In total, I had three years of manual lymphedema therapy. Many of the therapy sessions were at CTCA, and others were at a facility in my hometown.
I continue return to Tulsa to see my medical oncologist for checkups. I have a local oncologist at CTCA in Illinois who I also see regularly and who keeps in touch with my oncologist in Tulsa. It’s worked out well. They share my medical records and communicate about my health. On August 6, 2017, I celebrated my 11th “cancerversary”—meaning I've had no evidence of disease for 11 years.
Life as a Cancer Fighter and ambassador
One of the best things resulting from my journey with cancer has been the Cancer Fighters® program, which is a support group CTCA offers for patients and caregivers. I signed up to participate in the program during one of my first visits to CTCA in Tulsa. In October 2009, Carol and I received an invitation to a special dinner being held for Cancer Fighters who lived in the areas surrounding CTCA at Midwestern. This was the first of many social outings we would attend for the Cancer Fighters program. It was a wonderful night, one that would change my life.

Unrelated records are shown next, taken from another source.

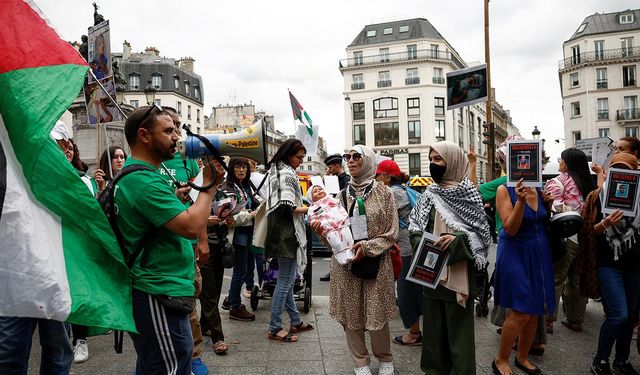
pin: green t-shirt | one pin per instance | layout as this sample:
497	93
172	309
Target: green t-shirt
488	192
146	202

During the dinner, we were asked if we would like to volunteer at the hospital. I decided I was interested, so I stayed to get more information. Ever since then, I’ve been volunteering at the hospital three days a week. As a Cancer Fighters ambassador, I get to do what I love—talk with patients and caregivers. I also often speak to new employees at the hospital as part of their orientation.
Thanks to the Cancer Fighters program, I’ve participated in walks for charities and was honored as a survivor at a Chicago Wolves hockey game. For the 2009 holidays, I was even asked to light a tree at the hospital during a special ceremony.

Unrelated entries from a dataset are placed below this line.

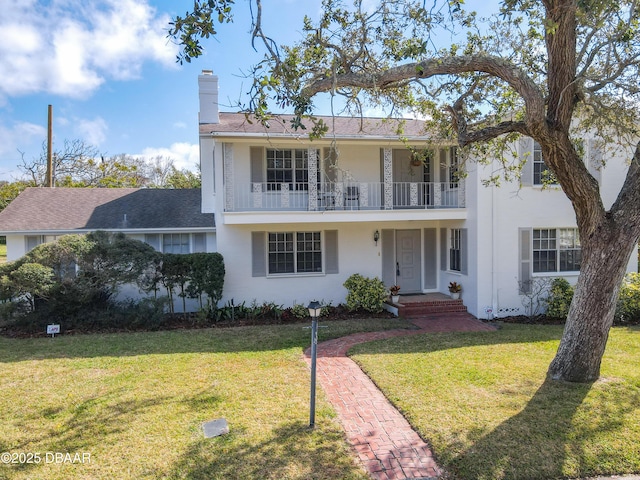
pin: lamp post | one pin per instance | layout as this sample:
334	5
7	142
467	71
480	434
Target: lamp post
314	310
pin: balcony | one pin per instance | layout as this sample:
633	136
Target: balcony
301	197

Cancer has changed my life
During one of my visits to Tulsa for treatment, something inside of me clicked. I realized I had to change the way I think to change my life. I wanted to be more positive and to give more to others in need. I learned that when you give, you get.

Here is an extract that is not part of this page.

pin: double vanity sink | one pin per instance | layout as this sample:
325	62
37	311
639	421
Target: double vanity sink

The most difficult part of my journey has been not being able to work. Sometimes I feel as though it’s taken away my manhood, to a degree. I am now in my 60s, and I am on disability. It sucks. And while I no longer have cancer, I do have other health issues. But you know what? It means a lot to me every day just to wake up.
I have made many friends at both CTCA hospitals—patients, caregivers and CTCA employees. I stay in contact with a lot of people through emails, calls and Facebook.
In 2011, I attended Celebrate Life®, which CTCA hosts for five-year cancer survivors who have treated at their hospitals. I was so happy to be able to celebrate with my family and friends. But, more so, I look forward to being there for my family and friends. I love my wife, Carol, so much. She is my inspiration. She has fought multiple sclerosis for years, and she never lets it get the best of her. She teaches special needs kids at a local high school, and she is great with the kids. On Christmas Eve 2010, we renewed our wedding vows at our church.
Because of CTCA and the Cancer Fighters program, I feel like I have my life back. I’d especially like to thank Carol, too, for not giving up on me when I gave up on myself, and for having faith for both of us.